20% Endangered Animals



Nearly one in five mammal, reptile, bird or amphibian species face extinction, according to reports from international conservation experts.
If not preserved, within the next few years they will become extinct.


"Conservation is a hard job. Now is the time to raise the scale of conservation," said Ana Rodrigues of France's Centre d'Ecologie et Evolutive Fonctionelle as reported by USA Today, Thursday (10/27/2010).

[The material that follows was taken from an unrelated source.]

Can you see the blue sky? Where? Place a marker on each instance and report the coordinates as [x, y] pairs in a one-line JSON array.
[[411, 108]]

Survey of extinction over the past five decades, published in the journal Science noted that approximately 25,780 species of vertebrates, or half of vertebrate endangered. In the study led by Michael Hoffman of the United Nations Environment Programme, the visible results of the survey showing that nearly one out of five endangered species (from 13 percent to 41 percent of birds amphibians), which means that the probability of extinction of animals is 50 percent larger in the past 10 years.

Drivers of extinction among others, due to the expansion of farmland, illegal logging, overfishing and competition of survival of the animals themselves. "This is a conservative estimate of the effects of conservation," said Taylor Ricketts, ecological experts from the World Wildlife Fund in Washington.

"The discovery of the threat of extinction is indeed is a news, but finding an effective way for a new worldwide conservation is an important news," Ricketts added.

The results of the survey were also presented at the 10th Conference of the Parties to the Convention on Biological Diversity (CBD) in Nagoya, Japan.